Learn how to incorporate recommended performance testing practices into your SAP Commerce Cloud project right from the start.

Start Early

Performance tends to be a topic that is left for the later stages of a project, however early design decisions can have a dramatic impact on your project. Typically many of these issues are only discovered as the go-live date approaches. As the User Acceptance Testing (UAT) phase starts, production or legacy data is loaded into the system and performance issues are discovered, or multiple interfaces collapse and bring the system to a halt when the system faces actual load.

In this article we advocate that storefront performance testing should be performed regularly and as early as possible, so you can detect issues early, before they become problems.

We will describe a step by step process to help you design, implement and validate your performance tests, we will focus, specifically, on your storefront.

Define Performance Targets

The first step is to determine general performance targets for your application, these must be measurable and will generally consist of an estimation of the number of cores needed, a performance threshold per request (in milliseconds) and a maximum number of concurrent users your application can handle without central processing unit (CPU) saturation. These three metrics are interdependent, changing one will affect the others.

A standard target is to try and ensure 95% of your requests are delivered in less than 200 milliseconds. It is important to remember that not all of you requests will be in this sub-200 millisecond range. The remaining 5% of the requests will consist of heavier operations, such as the checkout, or operations impacted by housekeeping activities or contention, such as Garbage Collection.

Anatomy of a Request

To familiarize yourself with these numbers, think that, roughly speaking, if one page takes 200 milliseconds (ms) to render, you will be able to render 5 pages impressions (PI) in one second (1000ms / 200 ms/PI = 5 PI) using one core. This time includes all activities necessary to render the page, including pure CPU processing time, DB, Network, external interface calls and wait/sync times.

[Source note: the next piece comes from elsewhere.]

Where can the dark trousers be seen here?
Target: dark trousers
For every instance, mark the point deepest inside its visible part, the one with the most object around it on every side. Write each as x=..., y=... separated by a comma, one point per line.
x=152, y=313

In the example below, a request for a cached Product Category Page, the total Request time was 121 ms, which would translate to 8.26 PI/Second (1000ms /121 ms).

For this request, code execution (CPU time) took around 12 ms, a call to Solr 53.3 ms, network (input/output) IO 52.8 ms and a (database) DB call to retrieve a product 56 ms.

Some of the times are measured concurrently, which explains why the total time of 174.1 ms is bigger than the total response time.

*Strictly speaking, only a fraction of the response time is Core CPU time, but the rule of thumb given above still is useful.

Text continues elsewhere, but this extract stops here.